Niemiecki raper zabity w Syrii. Deso Dogg zginął podczas nalotu
Niemiecki dżihadysta Denis Cuspert - propagandowy symbol Państwa Islamskiego - został zabity podczas walk w mieście Gharanidż - podała wspierająca IS agencja informacyjna Wafa.
Deso Dogg zginął podczas jednego z nalotów w prowincji Dajr az-Zaur we wschodniej części Syrii - głosi oświadczenie Wafa, do którego dotarła amerykańska grupa SITE Intelligence Group, która monitoruje działania islamskich fanatyków. Agencja opublikowała też zdjęcia, które mają potwierdzać śmierć 43-latka.
Mający obywatelstwo Niemiec i Ghany Denis Cuspert wyjechał z Niemiec, aby walczyć w szeregach IS ponad cztery lat temu. Zmienił imię oraz nazwisko na Abu Talha al-Almani i szybko stał się ikoną propagandy dżihadystów, a zarazem najsłynniejszym z zachodnich bojowników tego ugrupowania w Syrii.
Wzywał do zamachów
Pojawiał się w wielu filmach propagandowych, a w jednym z nich widać, jak trzyma głowę zabitego jeńca.
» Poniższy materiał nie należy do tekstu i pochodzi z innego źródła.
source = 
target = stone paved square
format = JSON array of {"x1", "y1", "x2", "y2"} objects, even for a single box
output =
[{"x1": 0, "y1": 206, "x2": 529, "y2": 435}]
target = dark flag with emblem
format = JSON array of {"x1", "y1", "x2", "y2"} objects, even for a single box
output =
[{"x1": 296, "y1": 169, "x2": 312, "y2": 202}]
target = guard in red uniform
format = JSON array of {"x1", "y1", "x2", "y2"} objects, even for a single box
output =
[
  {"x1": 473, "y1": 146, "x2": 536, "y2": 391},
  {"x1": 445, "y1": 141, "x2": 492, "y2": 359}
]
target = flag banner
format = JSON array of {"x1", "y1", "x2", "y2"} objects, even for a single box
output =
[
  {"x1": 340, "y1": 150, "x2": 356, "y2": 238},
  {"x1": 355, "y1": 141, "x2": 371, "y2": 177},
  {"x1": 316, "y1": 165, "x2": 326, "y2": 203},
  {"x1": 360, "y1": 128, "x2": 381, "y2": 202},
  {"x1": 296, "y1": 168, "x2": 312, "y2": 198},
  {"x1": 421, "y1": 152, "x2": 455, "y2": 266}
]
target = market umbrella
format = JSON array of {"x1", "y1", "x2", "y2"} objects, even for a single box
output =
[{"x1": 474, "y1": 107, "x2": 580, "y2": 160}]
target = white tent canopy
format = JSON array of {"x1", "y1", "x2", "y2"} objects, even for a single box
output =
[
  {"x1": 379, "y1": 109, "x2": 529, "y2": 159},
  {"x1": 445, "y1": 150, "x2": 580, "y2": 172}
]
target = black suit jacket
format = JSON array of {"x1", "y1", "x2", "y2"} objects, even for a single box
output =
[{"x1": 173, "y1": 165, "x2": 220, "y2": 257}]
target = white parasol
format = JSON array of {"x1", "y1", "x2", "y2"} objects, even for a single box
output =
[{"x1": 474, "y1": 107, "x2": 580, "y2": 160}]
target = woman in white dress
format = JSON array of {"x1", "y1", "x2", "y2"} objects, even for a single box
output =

Zasłynął też z nagrania, w którym groził śmiercią byłemu prezydentowi USA Barackowi Obamie.
Był uznawany za główną osobę w procesie rekrutacji w Niemczech kandydatów na bojowników IS. Wielokrotnie zachęcał też zachodnich muzułmanów do przeprowadzania zamachów. Sam zradykalizował się ok. 2010 roku, kończąc karierę muzyczną.
To już trzeci komunikat o śmierci 43-latka od czasu, kiedy wyjechał do Syrii. W roku 2015 o zabiciu islamisty informował Pentagon, a rok wcześniej samo Państwo Islamskie.